Professionnels ou particuliers, étudiants ou indépendants… tout le monde peut se sentir concerné par un netbook, ces PC abordables, légers, simples, sans lecteur de disque et compacts. La colonne vertébrale de ces ordinateurs est constituée d’un ensemble de composants Intel, articulés autour des processeurs Atom. Peu puissants, ils sont plus à l’aise avec Windows XP. Or, pour ne pas parasiter le reste de ses gammes, Microsoft impose des caractéristiques limitées : écrans inférieurs à 12 pouces, disques durs de 160 Go et mémoire vive (RAM) de 1 Go. Ces spécifications définissent quasiment l’appareil. De toute façon, il serait impossible de faire tourner Windows Vista avec 1 Go de mémoire vive. La sortie de Windows Seven change la donne, cet OS au goût du jour étant relativement léger.

Différenciation

Second facteur de changement, le ras-le-bol du clonage. Tous les netbooks se ressemblant, à deux ou trois détails près – poids, taille de la batterie et de l’écran –, il fallait que les fabricants s’orientent vers de nouveaux développements. Et passent par davantage d’autonomie, ainsi que des versions plus récentes des processeurs. Mais le netbook est avant tout un produit d’usage et non de spécifications. Il a été conçu pour une utilisation centrée sur Internet, le mail et le simple loisir. Ce fait a été généralement négligé par les vendeurs qui les ont fait passer pour des PC à part entière, des PC un peu limités, mais tout juste. Ce qui est loin d’être le cas. La solution consiste donc à proposer des écrans tactiles.

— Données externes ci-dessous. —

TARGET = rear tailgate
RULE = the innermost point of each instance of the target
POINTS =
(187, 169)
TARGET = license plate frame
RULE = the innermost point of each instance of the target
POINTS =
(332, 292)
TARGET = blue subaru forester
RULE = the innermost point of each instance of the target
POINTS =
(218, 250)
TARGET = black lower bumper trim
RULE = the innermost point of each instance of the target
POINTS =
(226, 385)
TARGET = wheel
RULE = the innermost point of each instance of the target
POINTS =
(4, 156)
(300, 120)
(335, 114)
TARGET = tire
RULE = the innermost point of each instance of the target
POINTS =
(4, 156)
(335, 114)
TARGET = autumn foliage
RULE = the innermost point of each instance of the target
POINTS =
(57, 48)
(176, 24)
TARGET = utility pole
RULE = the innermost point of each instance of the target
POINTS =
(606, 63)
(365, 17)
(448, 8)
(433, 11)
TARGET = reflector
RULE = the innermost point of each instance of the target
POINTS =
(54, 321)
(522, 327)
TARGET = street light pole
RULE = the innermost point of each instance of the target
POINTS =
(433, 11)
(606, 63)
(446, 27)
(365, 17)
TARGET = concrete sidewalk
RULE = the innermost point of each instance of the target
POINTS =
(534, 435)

Ce sont les tablets PC qui furent d’abord équipés, mais ils ne connurent qu’une courte gloire, car inaboutis. Depuis, les progrès des écrans tactiles, poussés par la téléphonie mobile, ont autorisé une bien meilleure qualité. Autre nouveauté : l’apparition d’OS alternatifs àWindows. À côté de Windows XP, les premières générations de netbooks tournaient aussi sous Linux, un système simple mais méconnu et de ce fait réservé à des spécialistes.

La plupart des utilisateurs recherchant une similitude d’usage entre leurs différents ordinateurs, Windows s’est tout naturellement imposé. Mais l’OS de Google, Android, est en train de se faire une place dans le secteur. Très peu gourmand en ressources, c’est un OS de smartphone. Il ramène donc les netbooks à un usage proche de leur vocation initiale.

Dimensions

Autre signe de mouvement, les marques veulent profiter du nom “netbook”, étiquette vendeuse, en mettant sur le marché des produits sortant de la stricte définition de la catégorie. Ainsi, chez Acer, MSI et Packard Bell, on trouve des ordinateurs avec écran de 12 ou 13 pouces tournant sous Vista ou Seven, avec des processeurs de génération N-2 remis au goût du jour, des disques durs conséquents, et une grande quantité de mémoire vive. Au diable l’orthodoxie, c’est désormais le confort qui compte. Et sur ce plan, arrive en tout premier la question des dimensions.

On ne le répètera jamais assez, 10 pouces est un strict minimum, car c’est véritablement à partir de 11 pouces qu’un netbook est aisément exploitable. En particulier pour ce qui concerne le clavier, dont les touches ne peuvent descendre sous une certaine taille. Et encore faut-il savoir ce que l’on achète… En l’occurrence, il s’agit d’un PC limité, sujet à des lenteurs, auquel on ne saurait demander la même chose qu’à l’un de ses grands frères.